Jamás interesó la integración regional; lo único importante fueron los dólares provenientes del norte producto de la televisación y la cometa que cada dirigente podía llevarse para su casa.

La Copa América, lo dice la historia, es exclusivamente para los sudamericanos. Aprovechemos esto, esperemos se cumplan los contratos vigentes que no estén afectados por manos corruptas y chau México!

Y lo más importante…

¡LA COPA AMÉRICA DEL CENTENARIO EN ESTADOS UNIDOS 2016 DEBE CANCELARSE!

Copa Centenario¿Qué vamos a celebrar, que están todos presos? Porque hablar del prestigio mundial de la Copa América no se condice con el desprestigio actual de toda la organización del continente americano.

¿A quién le sirve realizar ése torneo? A los jugadores, no. A los clubes a los que pertenecen, menos. A los organizadores del evento, seguro que sí.

Incluso selecciones que están en proceso de recambio es más lo que tienen para perder que para ganar.

Termina la Copa e inmediatamente se vuelve a la realidad, las eliminatorias para Rusia 2018; y no olvidar que de un evento así pueden quedar secuelas: lesiones, suspensiones, cambio de entrenadores, etc

Llevar suplentes para evitar riesgos a un evento de tamaña envergadura ya le quitaría todo el prestigio que se pretende resaltar.

Por otra parte, llevar el evento continental más prestigioso de selecciones a América del Norte es propio de alguien que de fútbol -y su historia- no entiende nada y sólo le importa llenarse los bolsillos.

¿Quién asegura que la realización del evento no haya estado contaminada por los actos de corrupción?

Con todo respeto a Estados Unidos no tiene vínculo deportivo ni geográfico con cada uno de los que integra la Confederación Sudamericana de Fútbol.

Es un país que está en alerta máxima por posibles atentados.

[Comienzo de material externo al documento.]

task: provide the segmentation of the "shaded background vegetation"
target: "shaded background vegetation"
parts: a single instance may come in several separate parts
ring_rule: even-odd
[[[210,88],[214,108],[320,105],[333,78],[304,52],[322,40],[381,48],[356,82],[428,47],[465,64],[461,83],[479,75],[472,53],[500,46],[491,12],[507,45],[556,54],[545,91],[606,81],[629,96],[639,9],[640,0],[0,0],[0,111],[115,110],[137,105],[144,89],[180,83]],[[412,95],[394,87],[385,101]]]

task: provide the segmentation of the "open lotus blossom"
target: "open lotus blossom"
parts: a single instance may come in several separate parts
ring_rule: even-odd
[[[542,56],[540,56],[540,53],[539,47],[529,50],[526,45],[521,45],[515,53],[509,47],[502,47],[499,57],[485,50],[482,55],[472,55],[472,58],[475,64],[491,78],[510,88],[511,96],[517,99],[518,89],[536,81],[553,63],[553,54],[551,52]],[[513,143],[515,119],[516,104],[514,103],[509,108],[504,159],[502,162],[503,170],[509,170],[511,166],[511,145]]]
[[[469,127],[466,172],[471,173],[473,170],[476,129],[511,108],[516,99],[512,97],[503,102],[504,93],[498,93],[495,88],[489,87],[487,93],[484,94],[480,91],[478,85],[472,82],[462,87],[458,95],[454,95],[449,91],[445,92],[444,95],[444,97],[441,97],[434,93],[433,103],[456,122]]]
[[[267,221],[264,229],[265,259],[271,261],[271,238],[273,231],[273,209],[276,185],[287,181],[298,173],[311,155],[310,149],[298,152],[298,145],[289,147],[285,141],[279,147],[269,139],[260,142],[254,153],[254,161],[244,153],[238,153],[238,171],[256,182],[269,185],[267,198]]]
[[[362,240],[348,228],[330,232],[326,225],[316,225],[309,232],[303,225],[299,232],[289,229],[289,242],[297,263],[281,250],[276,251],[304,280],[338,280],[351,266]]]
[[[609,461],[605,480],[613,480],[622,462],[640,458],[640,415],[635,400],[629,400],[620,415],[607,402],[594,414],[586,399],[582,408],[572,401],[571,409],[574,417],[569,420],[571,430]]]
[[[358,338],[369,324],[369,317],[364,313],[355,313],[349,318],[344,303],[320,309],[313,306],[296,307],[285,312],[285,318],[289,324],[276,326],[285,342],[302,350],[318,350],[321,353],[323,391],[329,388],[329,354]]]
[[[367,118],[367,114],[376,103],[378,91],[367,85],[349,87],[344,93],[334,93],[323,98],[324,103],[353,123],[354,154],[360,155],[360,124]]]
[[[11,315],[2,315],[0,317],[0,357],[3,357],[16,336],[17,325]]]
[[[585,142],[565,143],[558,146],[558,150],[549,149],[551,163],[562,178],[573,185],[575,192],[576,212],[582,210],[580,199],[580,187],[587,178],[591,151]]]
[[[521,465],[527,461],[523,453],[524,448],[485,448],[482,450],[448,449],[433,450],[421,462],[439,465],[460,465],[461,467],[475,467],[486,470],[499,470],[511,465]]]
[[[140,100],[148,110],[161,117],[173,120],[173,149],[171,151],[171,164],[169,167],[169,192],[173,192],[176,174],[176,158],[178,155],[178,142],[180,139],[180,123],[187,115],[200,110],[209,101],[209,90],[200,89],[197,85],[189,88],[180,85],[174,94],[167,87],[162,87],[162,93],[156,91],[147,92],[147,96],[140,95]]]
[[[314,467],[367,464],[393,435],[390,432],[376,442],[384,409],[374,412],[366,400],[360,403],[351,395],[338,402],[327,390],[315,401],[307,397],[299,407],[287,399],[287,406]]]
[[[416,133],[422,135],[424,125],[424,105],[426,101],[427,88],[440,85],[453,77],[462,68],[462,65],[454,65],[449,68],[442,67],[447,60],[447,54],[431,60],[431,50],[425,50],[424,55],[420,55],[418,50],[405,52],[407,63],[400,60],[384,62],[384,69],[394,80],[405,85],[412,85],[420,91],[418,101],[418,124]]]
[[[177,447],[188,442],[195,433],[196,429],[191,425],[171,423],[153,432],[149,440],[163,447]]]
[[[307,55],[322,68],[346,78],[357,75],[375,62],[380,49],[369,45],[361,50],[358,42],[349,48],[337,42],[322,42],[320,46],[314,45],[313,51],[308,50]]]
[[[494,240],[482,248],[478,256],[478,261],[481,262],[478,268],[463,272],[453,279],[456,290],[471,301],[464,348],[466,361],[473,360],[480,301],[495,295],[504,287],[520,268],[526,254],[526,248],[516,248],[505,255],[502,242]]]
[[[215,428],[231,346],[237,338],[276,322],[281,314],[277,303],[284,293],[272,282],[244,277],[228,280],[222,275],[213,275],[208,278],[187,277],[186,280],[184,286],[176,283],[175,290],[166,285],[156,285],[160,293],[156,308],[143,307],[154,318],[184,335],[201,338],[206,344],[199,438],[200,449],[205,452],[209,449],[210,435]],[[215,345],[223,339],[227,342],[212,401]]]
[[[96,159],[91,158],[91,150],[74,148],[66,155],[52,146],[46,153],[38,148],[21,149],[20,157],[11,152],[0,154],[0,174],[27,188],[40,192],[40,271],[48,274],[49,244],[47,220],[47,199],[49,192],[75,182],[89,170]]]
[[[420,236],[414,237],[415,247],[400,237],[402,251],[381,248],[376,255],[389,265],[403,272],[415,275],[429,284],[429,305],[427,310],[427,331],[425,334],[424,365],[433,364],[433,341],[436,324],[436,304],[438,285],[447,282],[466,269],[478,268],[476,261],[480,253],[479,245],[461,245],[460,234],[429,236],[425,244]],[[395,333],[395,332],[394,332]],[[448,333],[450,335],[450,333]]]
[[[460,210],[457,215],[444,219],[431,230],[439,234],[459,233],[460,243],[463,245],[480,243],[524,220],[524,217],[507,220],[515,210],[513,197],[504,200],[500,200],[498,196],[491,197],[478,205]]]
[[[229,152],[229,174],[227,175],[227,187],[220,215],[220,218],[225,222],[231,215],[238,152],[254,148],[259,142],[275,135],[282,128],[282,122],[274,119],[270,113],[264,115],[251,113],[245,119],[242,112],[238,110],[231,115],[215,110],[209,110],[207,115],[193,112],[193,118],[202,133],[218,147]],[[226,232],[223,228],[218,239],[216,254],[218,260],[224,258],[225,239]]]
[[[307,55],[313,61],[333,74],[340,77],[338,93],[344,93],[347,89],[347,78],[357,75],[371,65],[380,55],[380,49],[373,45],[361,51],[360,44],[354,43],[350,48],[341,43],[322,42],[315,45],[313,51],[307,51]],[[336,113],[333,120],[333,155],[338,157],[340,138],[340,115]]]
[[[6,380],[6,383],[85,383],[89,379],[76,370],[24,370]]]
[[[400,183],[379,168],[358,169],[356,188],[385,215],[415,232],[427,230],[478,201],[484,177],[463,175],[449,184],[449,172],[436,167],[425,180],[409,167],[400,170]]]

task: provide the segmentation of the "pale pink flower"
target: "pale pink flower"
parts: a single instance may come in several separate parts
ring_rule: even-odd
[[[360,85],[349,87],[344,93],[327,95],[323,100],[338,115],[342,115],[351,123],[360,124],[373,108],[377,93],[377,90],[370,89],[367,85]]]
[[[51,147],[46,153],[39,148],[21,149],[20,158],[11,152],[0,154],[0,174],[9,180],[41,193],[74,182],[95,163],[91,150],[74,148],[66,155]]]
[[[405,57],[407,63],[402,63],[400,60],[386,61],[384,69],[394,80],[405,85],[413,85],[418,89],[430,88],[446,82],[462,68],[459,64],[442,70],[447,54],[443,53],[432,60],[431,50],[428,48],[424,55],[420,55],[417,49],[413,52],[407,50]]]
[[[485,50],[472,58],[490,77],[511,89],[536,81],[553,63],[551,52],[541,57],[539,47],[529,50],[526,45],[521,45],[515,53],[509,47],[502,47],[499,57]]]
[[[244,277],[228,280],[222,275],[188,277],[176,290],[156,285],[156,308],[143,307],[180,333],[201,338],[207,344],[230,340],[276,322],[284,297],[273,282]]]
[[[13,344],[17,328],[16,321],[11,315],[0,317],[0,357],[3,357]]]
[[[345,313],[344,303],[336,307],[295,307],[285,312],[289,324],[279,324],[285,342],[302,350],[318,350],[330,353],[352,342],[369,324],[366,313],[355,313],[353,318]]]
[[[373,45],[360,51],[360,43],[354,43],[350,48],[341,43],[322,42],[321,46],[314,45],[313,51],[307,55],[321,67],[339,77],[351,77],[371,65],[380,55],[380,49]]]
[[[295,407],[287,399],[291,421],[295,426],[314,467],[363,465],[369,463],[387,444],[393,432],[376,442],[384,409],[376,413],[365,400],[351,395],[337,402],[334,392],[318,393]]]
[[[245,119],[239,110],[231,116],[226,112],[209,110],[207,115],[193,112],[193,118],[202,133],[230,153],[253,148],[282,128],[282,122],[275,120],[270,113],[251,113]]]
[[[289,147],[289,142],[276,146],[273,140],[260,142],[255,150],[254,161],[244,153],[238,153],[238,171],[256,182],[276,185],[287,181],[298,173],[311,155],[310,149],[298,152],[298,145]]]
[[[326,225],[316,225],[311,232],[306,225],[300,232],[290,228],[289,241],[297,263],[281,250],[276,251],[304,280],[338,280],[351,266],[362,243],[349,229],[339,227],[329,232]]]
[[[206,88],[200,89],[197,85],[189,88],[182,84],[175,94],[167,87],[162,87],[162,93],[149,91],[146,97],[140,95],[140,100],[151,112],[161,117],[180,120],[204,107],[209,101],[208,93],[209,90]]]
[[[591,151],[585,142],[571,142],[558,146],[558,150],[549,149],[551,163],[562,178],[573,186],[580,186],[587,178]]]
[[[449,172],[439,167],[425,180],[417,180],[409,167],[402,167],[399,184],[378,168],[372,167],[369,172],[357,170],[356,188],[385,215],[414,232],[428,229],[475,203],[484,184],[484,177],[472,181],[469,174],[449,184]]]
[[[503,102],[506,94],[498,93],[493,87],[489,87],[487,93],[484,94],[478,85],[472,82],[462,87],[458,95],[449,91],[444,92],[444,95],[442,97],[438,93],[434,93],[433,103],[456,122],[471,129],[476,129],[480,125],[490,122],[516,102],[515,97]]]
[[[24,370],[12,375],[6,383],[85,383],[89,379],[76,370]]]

Un país que ya ha fijado 10 sedes y cuyos traslados implicarán un desgaste extra al habitual, producto de las distancias que existen entre ellas.

Por eso como he dicho en alguna oportunidad, si se va a hacer una edición especial con motivo del centenario de la primera Copa América no hay dos opciones posibles:

  • o se juega en Argentina, como en 1916;
  • o una edición “extra”, de las tantas que hubo en la historia, disputada exclusivamente entre los países que crearon la CSF y participaron de aquella edición: Uruguay, Argentina, Brasil y Chile.